Tire models play a crucial role in racing simulations, dictating the interaction between the vehicle and the road surface. The Pacejka tire model, also known as the Magic Formula, is an empirical model developed by Dutch engineer Hans B. Pacejka. The model is based on fitting curves to experimental data and is renowned for its ability to accurately represent a wide variety of tire behaviors with a relatively simple equation. The Pacejka model takes into account factors such as load, slip angle, and camber angle, making it excellent for capturing the overall behavior of a tire under different conditions. However, one of its limitations is that it doesn’t provide a physical explanation for why the tire behaves as it does. Here is a very basic example of the Pacejka tire model:

F=D*sin[C*arctan([1-E]x+[E/B]arctan[Bx])]

In this equation, F is the force output, x is the slip ratio or slip angle, B is the stiffness factor, C is the shape factor, D is the peak value, and E is the curvature factor. The Pacejka tire model can be much more complex, taking into account factors such as temperature, wear, load sensitivity, and transient effects. These coefficients can vary based on a number of factors, including the type of tire, the load on the tire, and the inflation pressure. The Pacejka formula takes these coefficients, along with the slip ratio/angle as inputs, and then returns the calculated tire force. The limitations of the Pacejka tire model are revealed once the peak level of grip has been reached, which under high loads such as in oval racing or drifting can cause some serious issues due to inaccurate tire behavior.

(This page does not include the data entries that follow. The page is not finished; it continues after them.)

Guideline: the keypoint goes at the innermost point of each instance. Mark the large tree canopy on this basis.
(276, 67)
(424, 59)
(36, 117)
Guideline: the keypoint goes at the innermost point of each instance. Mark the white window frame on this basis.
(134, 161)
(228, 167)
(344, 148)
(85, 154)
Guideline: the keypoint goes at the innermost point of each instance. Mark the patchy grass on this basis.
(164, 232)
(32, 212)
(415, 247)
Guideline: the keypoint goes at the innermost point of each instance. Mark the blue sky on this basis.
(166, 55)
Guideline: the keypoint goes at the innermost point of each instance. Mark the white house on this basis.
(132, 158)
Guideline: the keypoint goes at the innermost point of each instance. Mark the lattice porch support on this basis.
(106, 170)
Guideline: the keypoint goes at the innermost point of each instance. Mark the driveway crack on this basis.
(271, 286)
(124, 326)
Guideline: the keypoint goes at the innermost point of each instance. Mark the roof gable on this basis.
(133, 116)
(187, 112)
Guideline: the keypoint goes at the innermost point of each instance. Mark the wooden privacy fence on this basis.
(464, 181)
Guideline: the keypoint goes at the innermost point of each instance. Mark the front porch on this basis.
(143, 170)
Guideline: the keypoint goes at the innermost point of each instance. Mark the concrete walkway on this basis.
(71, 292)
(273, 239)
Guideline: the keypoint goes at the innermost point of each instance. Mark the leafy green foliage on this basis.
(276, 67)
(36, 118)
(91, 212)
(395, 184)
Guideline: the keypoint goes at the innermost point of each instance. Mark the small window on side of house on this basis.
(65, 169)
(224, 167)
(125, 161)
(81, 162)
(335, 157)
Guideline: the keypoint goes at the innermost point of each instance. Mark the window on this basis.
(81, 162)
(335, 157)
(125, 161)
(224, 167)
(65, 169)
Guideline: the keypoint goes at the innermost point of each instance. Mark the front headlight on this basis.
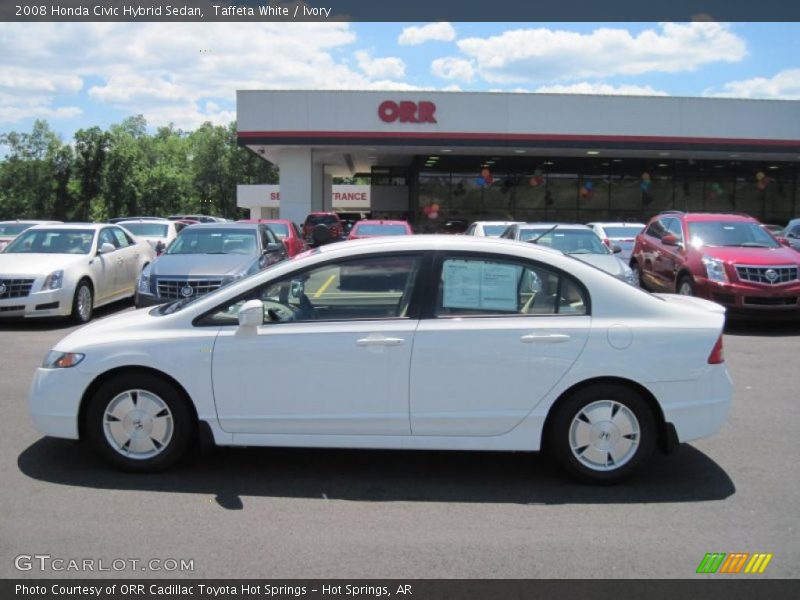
(61, 360)
(144, 281)
(54, 281)
(715, 269)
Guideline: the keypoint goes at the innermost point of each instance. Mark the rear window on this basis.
(279, 229)
(14, 228)
(321, 219)
(146, 229)
(622, 232)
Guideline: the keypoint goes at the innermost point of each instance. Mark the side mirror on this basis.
(669, 240)
(251, 314)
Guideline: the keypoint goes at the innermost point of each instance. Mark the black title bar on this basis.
(400, 10)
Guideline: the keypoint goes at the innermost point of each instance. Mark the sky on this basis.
(78, 75)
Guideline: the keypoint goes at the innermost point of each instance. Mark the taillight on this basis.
(717, 356)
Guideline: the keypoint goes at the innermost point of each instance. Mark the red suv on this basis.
(330, 220)
(726, 258)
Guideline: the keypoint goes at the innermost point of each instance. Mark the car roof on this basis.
(243, 226)
(434, 242)
(702, 216)
(561, 226)
(94, 226)
(381, 222)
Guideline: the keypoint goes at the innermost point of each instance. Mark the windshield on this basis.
(279, 229)
(380, 230)
(622, 232)
(730, 233)
(494, 230)
(52, 241)
(324, 219)
(146, 229)
(9, 229)
(214, 241)
(569, 241)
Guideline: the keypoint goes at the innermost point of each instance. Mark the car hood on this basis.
(32, 264)
(607, 262)
(753, 256)
(193, 265)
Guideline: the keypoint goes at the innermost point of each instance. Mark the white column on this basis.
(301, 184)
(327, 192)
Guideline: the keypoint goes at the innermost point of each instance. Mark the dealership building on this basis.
(533, 157)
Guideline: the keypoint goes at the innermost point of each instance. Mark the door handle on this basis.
(547, 338)
(380, 341)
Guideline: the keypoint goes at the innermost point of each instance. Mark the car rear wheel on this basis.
(603, 433)
(82, 303)
(139, 423)
(685, 286)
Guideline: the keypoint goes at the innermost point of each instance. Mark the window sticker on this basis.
(479, 285)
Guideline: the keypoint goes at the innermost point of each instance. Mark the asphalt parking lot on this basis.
(284, 513)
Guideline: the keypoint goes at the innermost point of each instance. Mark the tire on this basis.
(602, 434)
(637, 273)
(82, 303)
(685, 286)
(149, 413)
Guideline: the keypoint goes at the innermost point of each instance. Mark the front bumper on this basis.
(54, 401)
(45, 303)
(755, 299)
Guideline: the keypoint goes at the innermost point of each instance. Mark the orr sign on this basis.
(407, 112)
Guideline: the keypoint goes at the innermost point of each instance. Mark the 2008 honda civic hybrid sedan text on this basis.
(469, 344)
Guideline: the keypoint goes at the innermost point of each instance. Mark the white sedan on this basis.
(453, 350)
(67, 270)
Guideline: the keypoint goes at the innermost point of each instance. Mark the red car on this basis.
(286, 231)
(727, 258)
(330, 220)
(366, 228)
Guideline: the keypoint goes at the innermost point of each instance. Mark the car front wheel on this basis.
(602, 433)
(82, 303)
(139, 422)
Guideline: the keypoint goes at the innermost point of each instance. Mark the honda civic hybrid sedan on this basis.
(460, 353)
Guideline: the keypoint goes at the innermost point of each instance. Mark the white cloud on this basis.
(781, 86)
(586, 87)
(374, 68)
(453, 68)
(438, 32)
(184, 73)
(541, 54)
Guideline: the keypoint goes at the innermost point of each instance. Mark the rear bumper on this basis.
(752, 299)
(698, 408)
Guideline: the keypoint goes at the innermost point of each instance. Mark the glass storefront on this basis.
(584, 190)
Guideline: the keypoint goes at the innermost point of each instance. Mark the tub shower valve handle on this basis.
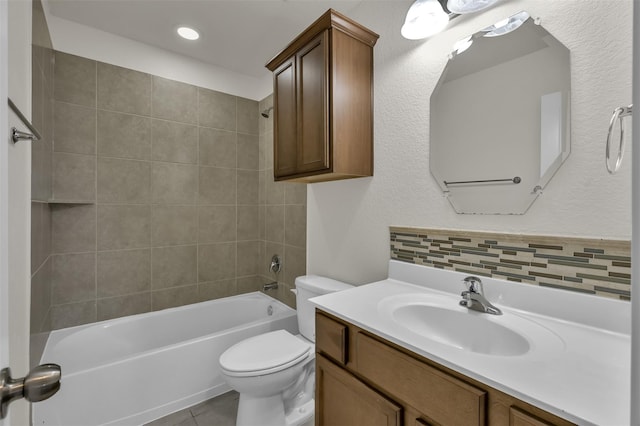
(276, 264)
(41, 383)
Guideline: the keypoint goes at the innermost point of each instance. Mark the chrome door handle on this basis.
(41, 383)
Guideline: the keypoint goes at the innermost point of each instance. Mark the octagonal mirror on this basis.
(500, 117)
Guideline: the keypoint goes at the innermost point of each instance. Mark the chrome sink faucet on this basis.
(473, 298)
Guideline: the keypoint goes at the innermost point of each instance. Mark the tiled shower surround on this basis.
(594, 266)
(162, 195)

Around 2010, developers began transitioning to physically based models like the Brush tire model. This model, which forms the basis of Assetto Corsa’s tire simulation physics, describes tire behavior based on the mechanics of the tire’s interaction with the road. It represents the tire’s contact patch with the road surface as a series of flexible bristles or brushes, which bend and generate forces as the tire rolls or slides over the road.

The Brush tire model operates on a set of core assumptions to simulate the interaction between the tire and the road surface. Firstly, it assumes that the normal load has a parabolic distribution along the contact patch, with the load tapering to zero at the edges. Secondly, the friction between the bristles, representing the tire rubber, and the ground is described by the simple Coulomb model: Fx,y = µFz if Fx,y > µFz. This model states that the force (Fx,y) is equal to the friction coefficient (µ) times the vertical load (Fz) if Fx,y exceeds µFz. Here, Fx and Fy represent the longitudinal and lateral forces generated by the stretching of the bristle. This assumption allows the contact patch to be divided into an adhesive region, where the bristles stick to the road, and a sliding region, where they slip. The third assumption is that the tire carcass is considered infinitely stiff, meaning it doesn’t deform under load. Lastly, each bristle is assumed to deform independently in the longitudinal and lateral directions, allowing for a detailed simulation of the tire’s response to different forces and conditions.

The Brush tire model provides a more intuitive understanding of tire behavior because it’s based on physical principles. However, it’s also more complex and computationally intensive than the Pacejka model. The Brush model needs to consider the distribution of pressure over the contact patch, the bending and deformation of the bristles, and the transient effects as the tire’s state changes.

With the advancement of game engines and home computers, the transition from the empirical, curve-fitting approach of the Pacejka tire model to the more physically-based, mechanistic approach of the Brush tire model was a logical progression for developers. This shift from Pacejka to Brush not only allowed for a more detailed and intuitive understanding of tire behavior but also enabled the more realistic and immersive driving simulation experiences we get to enjoy today.